Default: 1 (save after every event — backward compatible). Recommended: 100 for most workloads.
func WithCheckpointFlushInterval ¶
WithCheckpointFlushInterval sets the maximum time between checkpoint saves. When set, a checkpoint is saved when either CheckpointEvery OR the flush interval is reached, whichever comes first. This bounds the replay window in wall-clock time even when events arrive slowly.
Default: 0 (disabled — only count-based batching).
func WithLagMonitor ¶
func WithLagMonitor[E any](callback LagCallback, threshold uint64, checkInterval time.Duration) Option[E]
WithLagMonitor enables periodic lag monitoring for the subscription. The callback fires when the subscription falls more than threshold events behind the store head. checkInterval controls how often the check runs.
Example:
WithLagMonitor[MyEvent](func(name string, lag, pos, latest uint64) {
slog.Warn("subscription lagging", "consumer", name, "lag", lag)
}, 1000, 10*time.Second)
func WithLeaderLock ¶
func WithLeaderLock[E any](lock eskit.LockRegistry) Option[E]
WithLeaderLock enables leader election for the subscription. Only the instance holding the lock will process events.
func WithNotifier ¶
func WithNotifier[E any](n StoreNotifier) Option[E]
WithNotifier sets the store notifier for low-latency event delivery.
type SequenceChecker ¶
SequenceChecker verifies whether a specific global sequence exists in the store. Used for self-healing gap resolution: before skipping a gap after MaxGapWait, the subscription checks if the event actually committed (slow transaction).
type StoreAdapter ¶
type StoreAdapter[E any] struct { // contains filtered or unexported fields }
StoreAdapter adapts any StoreReader (eskit.Event-based) into a subscription.GlobalReader (GlobalEvent-based). This bridges the type gap between the event store layer and the subscription system.
func NewStoreAdapter ¶
func NewStoreAdapter[E any](store StoreReader[E]) *StoreAdapter[E]
NewStoreAdapter wraps a store's global reader into a subscription.GlobalReader.
func (*StoreAdapter[E]) LatestSequence ¶
func (a *StoreAdapter[E]) LatestSequence(ctx context.Context) (uint64, error)
LatestSequence delegates to the underlying store.
func (*StoreAdapter[E]) ReadFrom ¶
func (a *StoreAdapter[E]) ReadFrom(ctx context.Context, fromSequence uint64, limit int) ([]GlobalEvent[E], error)
ReadFrom reads events from the store and converts them to GlobalEvents.
type StoreNotifier ¶
StoreNotifier signals when new events are available in the store.

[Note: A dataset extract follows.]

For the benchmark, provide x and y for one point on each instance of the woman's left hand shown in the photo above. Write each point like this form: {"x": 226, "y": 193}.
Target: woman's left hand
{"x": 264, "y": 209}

This is an optimization for low latency — subscriptions work without it via periodic polling. The value on the channel is the latest global sequence (or 0 if unknown).
type StoreReader ¶
type StoreReader[E any] interface { ReadFrom(ctx context.Context, fromSequence uint64, limit int) ([]eskit.Event[E], error) LatestSequence(ctx context.Context) (uint64, error) }
StoreReader is the interface that event stores implement for global reads. Both MemoryStore and sqlitestore.Store satisfy this via their ReadFrom/LatestSequence methods.
type SubscriptionManager ¶
type SubscriptionManager struct {
// contains filtered or unexported fields
}
SubscriptionManager manages multiple subscriptions with lifecycle control.
func NewManager ¶
func NewManager() *SubscriptionManager
NewManager creates a new subscription manager.
func (*SubscriptionManager) ConsumerIDs ¶
func (m *SubscriptionManager) ConsumerIDs() []string
ConsumerIDs returns the IDs of all active subscriptions.
func (*SubscriptionManager) Remove ¶
func (m *SubscriptionManager) Remove(consumerID string) error
Remove stops and removes a subscription.
func (*SubscriptionManager) StopAll ¶
func (m *SubscriptionManager) StopAll()
StopAll stops all subscriptions and waits for them to finish.